The Ansoff product/ market matrix is a tool that helps businesses decides their product and market growth strategy.
It suggests that a business' attempts to grow depend on whether it markets new or existing products in new or existing markets.
It is used by marketers who have objectives for growth. Ansoff's matrix offers strategic choices to achieve the objectives. There are four main categories for selection.
The four main categories
Market Penetration (existing markets, existing products)
Here we market our existing products to our existing customers.
- This means increasing our revenue by, for example, promoting the product, repositioning the brand, and so on. However, the product is not altered and we do not seek any new customers.
- Market penetration seeks to achieve four main objectives:
- Maintain or increase the market share of current products - this can be achieved by a combination of competitive pricing strategies, advertising, sales promotion and perhaps more resources dedicated to personal selling.

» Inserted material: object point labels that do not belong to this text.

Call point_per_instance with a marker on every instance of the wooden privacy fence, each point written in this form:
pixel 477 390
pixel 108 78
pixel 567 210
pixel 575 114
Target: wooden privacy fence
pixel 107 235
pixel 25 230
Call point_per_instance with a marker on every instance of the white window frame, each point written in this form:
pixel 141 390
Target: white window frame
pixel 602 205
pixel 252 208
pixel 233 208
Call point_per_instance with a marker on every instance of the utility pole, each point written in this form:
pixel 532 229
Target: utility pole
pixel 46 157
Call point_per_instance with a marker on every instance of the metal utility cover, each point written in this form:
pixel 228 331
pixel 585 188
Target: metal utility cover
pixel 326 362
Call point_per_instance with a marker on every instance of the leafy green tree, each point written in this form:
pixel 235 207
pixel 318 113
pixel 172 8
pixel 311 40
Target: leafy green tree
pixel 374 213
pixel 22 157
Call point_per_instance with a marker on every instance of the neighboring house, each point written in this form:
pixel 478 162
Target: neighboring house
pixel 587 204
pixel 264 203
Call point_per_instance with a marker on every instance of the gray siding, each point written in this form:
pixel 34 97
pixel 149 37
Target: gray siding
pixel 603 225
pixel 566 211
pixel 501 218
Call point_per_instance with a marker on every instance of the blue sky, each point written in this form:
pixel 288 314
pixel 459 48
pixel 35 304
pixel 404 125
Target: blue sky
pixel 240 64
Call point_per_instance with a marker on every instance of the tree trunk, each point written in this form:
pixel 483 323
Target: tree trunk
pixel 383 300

- Secure dominance of growth markets.
- Restructure a mature market by driving out competitors; this would require a much more aggressive promotional campaign, supported by a pricing strategy designed to make the market unattractive for competitors.
- Increase usage by existing customers. For example by introducing loyalty schemes.
- A market penetration marketing strategy is very much about "business as usual". The business is focusing on markets and products it knows well. It is likely to have good information on competitors and on customer needs. It is unlikely, therefore, that this strategy will require much investment in new market research.
Market Development (new markets, existing products)
Here we market our existing product range in a new market.
This means that the product remains the same, but it is marketed to a new audience. Exporting the product, or marketing it in a new region, are examples of market development.
Market development is the name given to a growth strategy where the business seeks to sell its existing products into new markets.
There are many possible ways of approaching this strategy, including:
- New geographical markets; for example exporting the product to a new country
- New product dimensions or packaging: for example New distribution channels
- Different pricing policies to attract different customers or create new market segments
Product Development (existing markets, new products):This is a new product to be marketed to our existing customers.
Here we develop and innovate new product offerings to replace existing ones. Such products are then marketed to our existing customers. This often happens with the auto markets where existing models are updated or replaced and then marketed to existing customers.
Business Diversification (new markets, new products):This is where we market completely new products to new customers.
The diversification can be divided again into horizontal, vertical and lateral diversification.
Diversification is an inherently higher risk strategy because the business is moving into markets in which it has little or no experience.
For a business to adopt a diversification strategy, it must have a clear idea about what it expects to gain from the strategy and a transparent and honest assessment of the risks.